Scarecrow Pete is no ordinary scarecrow! He's a straw-filled dreamer who uses books to transport himself to new places. When a young visitor stumbles upon Pete one sunny summer afternoon, he learns how magical reading can be. Together they devour book after book, meeting classic characters, delighting in new experiences and exploring new lands.
One day a boy hears a voice while working outside in his garden. He searches high and low and discovers that the voice belongs to his family's scarecrow. The scarecrow's name is Pete and he teaches the boy about the joys of reading. The boy and Pete spend all summer reading the old books in the Scarecrow's beat up suitcase. They read many classics together, Moby Dick, Neverland, Little House on the Prairie, The Secret Garden, The Wizard of Oz, Alice in Wonderland, Mary Poppins, Huckleberry Finn, and many others.
The book was a cute book but I felt it was a little too wordy. The illustrations are fun. The story is great and the message of the importance of reading and traveling through books. I tried reading this to my 4 year old and my 2 year old and they lost interest quickly.
haha Creepy, a talking Scarecrow, but I guess no more creepy than a talking snow man called Bob. lol This scarecrow opens the world of books to a little boy that wasn't very interested in books. The illustrations are a bit like greeting cards.
A delightful book for fall reading, "Scarecrow Pete" is appropriate for reading aloud, silent reading and will spark discussions about the books mentioned in the story.
The love of reading and books can be discovered at any age, but it usually happens in childhood. Some kids grow up in a house full of books with parents that read to them at bedtime, while others struggle to understand the words on the page and the freedom that comes from being able to read. For one boy, a summer spent in the family garden was enough to get him interested in books and he developed a life-long love of books with the help of "Scarecrow Pete."
"Scarecrow Pete," is a wonderful story about the joy and adventure that can be discovered by opening a book and losing oneself in the pages. Although the rhyming text doesn't always flow smoothly, it can be overlooked because of the message it gives to readers and those just discovering books. The watercolor illustrations remind one of the browns, greens, russets and golds that are often found in a garden and the over-sized pages provide plenty to look at if the book is being read aloud to a child not yet reading on their own.
Wow. Another book written by Mark Kimball Moulton that I absolutely adore. If you read to your kids at night, you will love this as well. This story is about a boy who befriends his talking scarecrow and sits and reads books with him all throughout the fall. It focuses on how stories whisk you on different adventures. It is a really lovely book with rhyming that flows easily - it never feels like he's trying. The illustrations are beautiful and soft as with all his other books.

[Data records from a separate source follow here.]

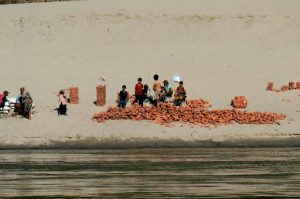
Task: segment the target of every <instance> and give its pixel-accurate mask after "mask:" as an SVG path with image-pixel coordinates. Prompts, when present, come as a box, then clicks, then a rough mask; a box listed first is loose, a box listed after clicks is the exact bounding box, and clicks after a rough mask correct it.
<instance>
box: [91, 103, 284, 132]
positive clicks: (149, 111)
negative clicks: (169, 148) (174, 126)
mask: <svg viewBox="0 0 300 199" xmlns="http://www.w3.org/2000/svg"><path fill="white" fill-rule="evenodd" d="M285 117H286V116H285V115H283V114H277V113H269V112H266V113H263V112H252V113H251V112H246V111H239V110H237V109H231V110H208V109H199V108H192V107H191V106H184V107H177V106H173V105H172V104H168V103H160V104H158V106H157V107H152V106H147V107H140V106H138V105H132V106H131V107H127V108H124V109H122V108H119V107H114V108H112V107H110V108H108V110H107V111H106V112H100V113H97V114H95V115H94V116H93V118H92V120H94V121H97V122H105V121H107V120H137V121H140V120H148V121H153V122H155V123H157V124H160V125H166V126H170V125H171V124H172V123H174V122H181V123H187V124H193V125H208V124H211V125H227V124H232V123H234V122H237V123H239V124H280V123H279V121H278V120H283V119H285Z"/></svg>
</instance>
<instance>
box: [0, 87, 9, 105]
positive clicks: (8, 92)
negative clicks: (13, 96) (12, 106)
mask: <svg viewBox="0 0 300 199" xmlns="http://www.w3.org/2000/svg"><path fill="white" fill-rule="evenodd" d="M8 94H9V92H8V91H3V94H0V108H4V106H5V102H6V101H8V100H7V96H8Z"/></svg>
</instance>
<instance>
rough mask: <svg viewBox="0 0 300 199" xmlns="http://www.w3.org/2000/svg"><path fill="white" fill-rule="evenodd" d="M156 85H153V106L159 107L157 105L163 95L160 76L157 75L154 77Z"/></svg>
mask: <svg viewBox="0 0 300 199" xmlns="http://www.w3.org/2000/svg"><path fill="white" fill-rule="evenodd" d="M153 79H154V83H153V91H154V97H153V105H154V106H157V103H158V101H159V99H160V95H161V83H160V81H159V76H158V75H157V74H155V75H154V76H153Z"/></svg>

He also makes reference to Snowman Bob! I thought that was utterly genius! Make sure you read that story before you read this one.

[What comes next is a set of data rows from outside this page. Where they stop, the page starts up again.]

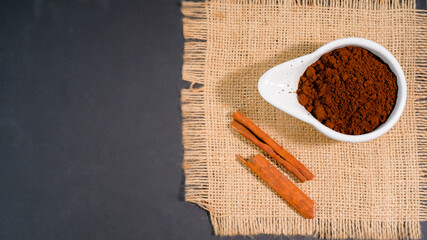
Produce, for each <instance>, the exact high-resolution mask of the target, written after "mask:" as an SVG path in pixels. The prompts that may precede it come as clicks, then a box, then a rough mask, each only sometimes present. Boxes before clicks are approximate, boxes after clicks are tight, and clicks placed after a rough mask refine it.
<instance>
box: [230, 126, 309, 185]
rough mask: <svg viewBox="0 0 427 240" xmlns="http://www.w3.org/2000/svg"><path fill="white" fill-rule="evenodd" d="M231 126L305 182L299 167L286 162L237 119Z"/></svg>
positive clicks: (278, 162) (274, 159)
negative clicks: (260, 140) (300, 171)
mask: <svg viewBox="0 0 427 240" xmlns="http://www.w3.org/2000/svg"><path fill="white" fill-rule="evenodd" d="M231 127H232V128H233V129H234V130H236V131H237V132H238V133H240V134H241V135H242V136H243V137H245V138H246V139H248V140H249V141H251V142H252V143H254V144H255V145H256V146H258V147H259V148H261V149H262V150H264V151H265V152H266V153H268V155H270V156H271V157H272V158H274V160H276V161H277V162H278V163H279V164H281V165H282V166H284V167H285V168H286V169H287V170H288V171H289V172H291V173H293V174H294V175H295V176H296V177H297V178H298V179H299V180H300V181H301V182H305V181H306V180H307V179H306V178H305V177H304V175H302V174H301V173H300V172H299V171H298V169H296V168H295V167H294V166H292V165H291V164H290V163H289V162H286V161H285V160H283V158H281V157H280V156H279V155H277V154H276V153H275V152H274V150H273V149H272V148H271V147H270V146H268V145H267V144H265V143H263V142H261V141H260V140H259V139H258V138H257V137H256V136H255V135H253V134H252V133H251V132H250V131H249V130H248V129H247V128H245V127H244V126H243V125H241V124H240V123H238V122H236V121H232V122H231Z"/></svg>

My favorite is Reindeer Christmas, but Scarecrow Pete is my close second. The Snowman Bob and Snowgirl Sue are also really good - but Scarecrow Pete and Reindeer Christmas as just wonderful.
I'm disappointed that we've read all the books from Moulton that the library has in stock - he's written a lot more. I may have to just get them off amazon - I believe they'd be well worth the price.
Nice pictures and has a very pro-reading message. A boy befriends a scarecrow who shares with him the joys of reading. "You can do most anything, meet anyone you please, travel anywhere you like, and do it all with ease. Just find a place that's comfortable- a nice, warm, cozy nook- and lose yourself amoung the pages of a favorite book!" Although the story takes place over the course of a summer, the illustrations were very fall-like to me.
Recommended to me by a kindergarten colleague of mine, this fall book written in verse is for the book lover in us all. -"And after every story, every book that we'd devour, we'd sit back with each other, and we'd laugh and chat for hours. Sometimes we both agreed on what the story was about. Other times we disagreed. Sometimes we were in doubt. And sometimes we would just enjoy the book for what it was-a simple, little story written 'only just because.'"
A boy meets a scarecrow with a suitcase full of books and they spend the summer reading together. The boy learns to love books and reading. Many of the titles they read together are classics but may not appeal to most kids.
Pete encourages reading. There is a box of books beneath where he is hanging. It contains the classics and Pete and the boy read them and go on adventures. I liked the synopsis of the stories used in the book. What a wonderful idea!
I actually got this as a gift from one of the classrooms I did one of my student teaching field studies in, but never read it to a group of students until today. I was actually surprised by how enchanted my students were by the rhymes and the message.
Verbose and cluttered, this book loses its attempted wit in page after page of stretched, forced prose. The moral of the story is nice, if it can keep its audience interested long enough to hear it.